Something happened to Agile.
I’ve watched it deploy, industrialize, and hollow out across a dozen enterprises. The language remains — sprints, standups, retrospectives — but the thing the language once pointed to has disappeared. What started as a radical act of trust in small teams became a compliance framework. What began as a rejection of command-and-control became a new instrument of it.
Everyone senses this. Few say it plainly.
So I wanted to understand: What actually died? And what, if anything, is growing in the cracks?
This is an AI-staged investigation. I’ve convened perspectives that don’t normally meet — practitioners, theorists, literary minds — and orchestrated structured debates between them using AI as thinking partner.
The voices you’ll encounter are not transcripts of real conversations. They are AI-generated perspectives, each informed by specific thinkers’ published work. Living practitioners appear through descriptive personas (The Complexity Scientist, The Product Strategist). Literary figures whose imaginative universes are the point — Lem, Adams, Pratchett — keep their names.
No one participated in or endorsed these discussions. The perspectives are interpretive, not authoritative. Where they spark your curiosity, follow them to the source. The real thinkers’ work will always be richer than any AI interpretation.
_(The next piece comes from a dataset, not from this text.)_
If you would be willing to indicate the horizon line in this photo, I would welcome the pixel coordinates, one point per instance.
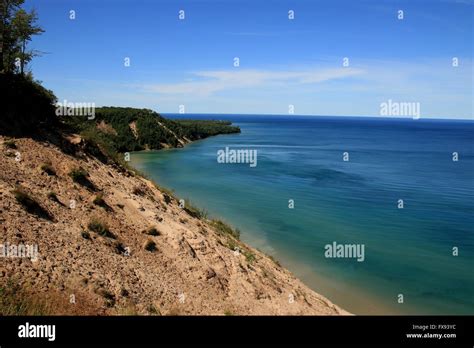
(306, 115)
For the full methodology behind all Laboratory experiments, read Why I Make AI Systems Argue Before I Advise. For the ethical framework — the two-layer system, why some names stay and others become personas, what I owe the thinkers I invoke — read The Voices in the Room.
The investigation unfolds in four parts:
Part I: The Reckoning — Six practitioners autopsy Agile honestly. A complexity scientist, a product strategist, a leadership philosopher, a strategic mapper, a relational dynamics expert — facilitated by someone who knows how to hold difficult conversations. They find what’s already growing in the cracks.
Part II: The Parable of the Framework — The practitioners’ conclusions go to Stanisław Lem, Frank Herbert, Isaac Asimov, and Octavia Butler. They see the civilizational pattern underneath: entropy, power, cycles, and the stubborn act of trying to do meaningful work inside systems that resist it.
Part III: The Map That Ate the Territory — Italo Calvino convenes Borges, Le Guin, a philosopher of exhaustion, and Bashō to examine the strange loop of analyzing analysis. They find what’s missing from all the frameworks: lightness, contemplation, and the frog that jumped into the pond.
Part IV: The Consultation of the Constructors — Lem (as Trurl), Douglas Adams, Terry Pratchett, and Kurt Vonnegut write the comedic finale. No facilitator. Just four dead geniuses, a frog, and something you’ll want to remember.
You can enter at any part. Each stands alone. But there’s a deliberate arc — from practitioner diagnosis, to civilizational pattern, to philosophical reflection, to comedic synthesis. The strangeness is intentional. The collision of frameworks is the point.
The method is the same one I use in executive workshops: orchestrate competing perspectives until something emerges that no single viewpoint could produce alone. The medium is different. The principle is the same.